JM: Alright. Is there anything I haven’t asked that you’d like to talk about?

BK: The other thing thinking back on what we’ve talked about, there are a few other aspects of touch and making tactile art that I haven’t mentioned. One is that I think it creates community and relationship.

JM: How so?

BK: What I’ve observed is that complete strangers—granted, this is in Britain where people don’t talk to each other in general until they’ve been introduced. [laughs] Unlike Americans, when we stand in the grocery store line, we’ll chat about anything, won’t we? In Britain, if you chat about things in the supermarket queue, they think there must be something wrong with you.

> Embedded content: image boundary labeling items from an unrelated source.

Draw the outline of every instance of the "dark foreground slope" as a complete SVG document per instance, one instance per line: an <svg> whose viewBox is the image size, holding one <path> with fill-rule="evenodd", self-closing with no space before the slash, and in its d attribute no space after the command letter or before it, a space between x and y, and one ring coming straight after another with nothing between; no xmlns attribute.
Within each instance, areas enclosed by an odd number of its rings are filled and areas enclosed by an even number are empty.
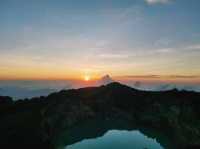
<svg viewBox="0 0 200 149"><path fill-rule="evenodd" d="M119 83L15 102L0 97L0 148L54 148L62 131L96 118L161 131L175 148L200 148L200 93L147 92Z"/></svg>

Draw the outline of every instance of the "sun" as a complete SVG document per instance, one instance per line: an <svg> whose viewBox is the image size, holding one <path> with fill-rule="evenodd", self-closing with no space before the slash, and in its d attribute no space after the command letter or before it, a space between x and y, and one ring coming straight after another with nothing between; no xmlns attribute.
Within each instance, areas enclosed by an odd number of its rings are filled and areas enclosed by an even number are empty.
<svg viewBox="0 0 200 149"><path fill-rule="evenodd" d="M90 81L90 76L88 76L88 75L84 76L84 80L85 81Z"/></svg>

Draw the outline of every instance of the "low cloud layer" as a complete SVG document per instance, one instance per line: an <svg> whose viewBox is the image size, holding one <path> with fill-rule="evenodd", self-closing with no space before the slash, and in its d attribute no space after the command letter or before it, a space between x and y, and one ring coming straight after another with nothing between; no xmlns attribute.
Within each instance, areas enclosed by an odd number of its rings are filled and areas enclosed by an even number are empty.
<svg viewBox="0 0 200 149"><path fill-rule="evenodd" d="M145 0L148 4L166 4L169 0Z"/></svg>

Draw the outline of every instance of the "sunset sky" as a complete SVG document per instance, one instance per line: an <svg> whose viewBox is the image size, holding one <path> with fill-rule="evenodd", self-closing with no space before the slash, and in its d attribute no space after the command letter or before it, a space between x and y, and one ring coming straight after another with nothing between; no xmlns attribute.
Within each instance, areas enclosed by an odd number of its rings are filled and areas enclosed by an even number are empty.
<svg viewBox="0 0 200 149"><path fill-rule="evenodd" d="M0 0L0 79L104 74L199 79L200 1Z"/></svg>

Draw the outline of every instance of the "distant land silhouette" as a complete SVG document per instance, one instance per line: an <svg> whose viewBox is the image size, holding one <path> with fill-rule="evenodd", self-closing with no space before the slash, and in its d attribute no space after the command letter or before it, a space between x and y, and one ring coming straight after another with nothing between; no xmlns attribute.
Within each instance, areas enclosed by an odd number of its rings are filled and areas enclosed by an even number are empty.
<svg viewBox="0 0 200 149"><path fill-rule="evenodd" d="M106 84L112 80L104 79ZM95 119L124 120L135 128L154 129L168 136L175 149L200 148L200 93L142 91L117 82L26 100L0 96L0 148L53 149L63 131Z"/></svg>

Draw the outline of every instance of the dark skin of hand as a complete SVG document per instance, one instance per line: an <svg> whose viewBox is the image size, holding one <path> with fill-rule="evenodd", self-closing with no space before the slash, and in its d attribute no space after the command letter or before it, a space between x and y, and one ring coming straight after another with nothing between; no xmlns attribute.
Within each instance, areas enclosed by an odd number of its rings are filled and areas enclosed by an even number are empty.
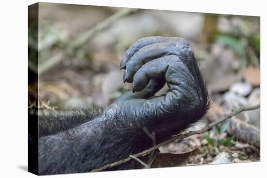
<svg viewBox="0 0 267 178"><path fill-rule="evenodd" d="M184 39L141 38L126 51L120 67L125 69L123 81L132 83L133 91L103 111L92 114L92 110L83 109L67 115L39 118L39 123L55 121L41 125L42 130L50 131L39 135L40 175L88 172L126 158L153 146L144 129L155 133L158 143L199 121L208 109L205 84L190 44ZM168 92L154 97L166 82ZM71 126L67 126L68 120ZM113 169L133 169L138 163L132 160Z"/></svg>

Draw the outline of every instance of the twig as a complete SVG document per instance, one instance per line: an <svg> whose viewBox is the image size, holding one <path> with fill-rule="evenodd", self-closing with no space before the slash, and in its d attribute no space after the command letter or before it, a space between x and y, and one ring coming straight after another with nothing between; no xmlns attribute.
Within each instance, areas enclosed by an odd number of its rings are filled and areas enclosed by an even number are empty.
<svg viewBox="0 0 267 178"><path fill-rule="evenodd" d="M59 53L55 56L52 57L50 59L48 59L44 64L39 65L38 70L39 74L46 71L64 59L66 52L69 55L73 55L77 49L84 46L86 43L88 43L98 32L106 28L112 24L112 23L121 17L135 12L138 9L123 9L105 19L94 27L81 34L77 38L75 39L73 42L71 43L66 48L66 50L65 51ZM37 67L33 66L31 67L31 68L37 68ZM35 70L34 70L34 71L36 72Z"/></svg>
<svg viewBox="0 0 267 178"><path fill-rule="evenodd" d="M139 153L134 154L132 156L132 157L129 157L127 158L126 158L125 159L121 160L119 161L118 161L117 162L106 164L103 166L102 166L99 168L97 168L92 170L91 172L98 172L102 171L103 170L105 170L107 168L113 167L116 166L117 166L118 165L120 165L121 164L125 163L132 159L133 159L133 156L134 157L143 157L144 156L145 156L147 155L148 154L150 153L151 151L154 150L155 149L158 148L158 147L167 144L168 143L170 143L173 141L174 141L175 140L177 139L184 139L185 138L188 137L190 136L200 134L201 133L203 133L205 131L208 130L209 129L213 127L213 126L217 125L218 124L220 124L223 121L226 120L227 119L231 118L233 116L236 115L237 114L245 111L250 111L250 110L253 110L258 108L259 108L260 107L260 105L258 104L252 107L242 107L236 110L232 110L232 113L225 114L224 115L224 117L222 118L219 119L215 122L214 122L210 124L209 124L208 126L206 126L203 129L200 129L199 130L196 130L196 131L190 131L187 133L184 133L184 134L182 134L177 135L176 136L173 136L173 137L171 138L170 139L167 140L166 141L163 142L158 145L155 145L154 146L152 146L150 147L150 148L149 148L148 149L146 149L144 151L143 151L142 152L140 152Z"/></svg>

In an art setting, when two people who have never met each other before sit down and there’s this tactile object between them, they start talking about it. What they do is they start telling stories about it. “You know, that reminds me of a big, fat cat I used to have when I was a little girl.”

I had one woman—this was very moving. She was from Iraq, and she said when she was a little girl, there was a huge rock outside the village that would get warm in the sun. When the women were in labor, they would go and lie against this rock. It was said that the rock would take their pain away. This experience had brought that up.

Another man who had been traveling for three years, he stopped in London and he was on his way home back to the Far East. He held one of these pieces. He started crying and he said, “It makes me realize how much I miss my family.” I think a tactile object can bring people together in such a positive way.

In addition to that, I often saw families using it. You would see a parent give a child one of the sculptures to hold or to hold against them if they were too heavy, then the parent would hug the child. I saw this with three-year-old children and with thirty-year-old children. [laughs]

JM: [laughs]

BK: The child would hold the sculpture and the parent would have their arm around the child. I found that very striking and very moving.

I think that, if we incorporate touch more in art, maybe that will help us to incorporate touch more in our society in general.

JM: To summarize everything, if your work had a message, what would you like for that message to say?

BK: Ooh. [pauses] Let the things you surround with give you comfort.

JM: Wow. [laughs] That’s very well put.

BK: Well, I hope it’s okay off the top of my head like that. [laughs]

JM: [laughs] No, that sounds great.

You’ve been very generous with your time and you sound like a lovely person. I really appreciate it.

BK: [laughs] That’s very sweet of you. I’ve enjoyed speaking with you, Josh.

JM: Yeah, this has been great. I hope you enjoy your day.

BK: Okay, you too. Take care.

Conclusion by Josh Morgan

What did you think of this episode? Let me know on Facebook or Twitter at pluralofyou, or contact me via the website at pluralofyou.org.

The Plural of You is produced by me, Josh Morgan, in sunny Edinboro, Pennsylvania. Mike Martinez created the music. Thanks to Sara Morales-Morgan for talking through this episode with me as I put it together.

You can find show notes, past episodes, and other resources on the website, and if you’d like to have the next episode sent to you automatically, visit pluralofyou.org/subscribe to subscribe to the podcast.

If you liked my talk with Bonnie, check out Episode 2 with Adam Greenfield. Adam and his neighbor started The Public Bench Project in San Francisco, and they build public benches for anyone in their neighborhood who asks. The effect they’ve had on bringing people together has been pretty impressive. You can find my talk with Adam at pluralofyou.org/002.

In closing, here’s a homework assignment.

I learned from Bonnie that a good way to make touch a thing again is to talk about it. Look for ways to share the benefits of touch with those you care about. Remember: not everybody likes being touched, but for some touch can be a gift that shows them you care.

That’s all for now. Thanks for helping.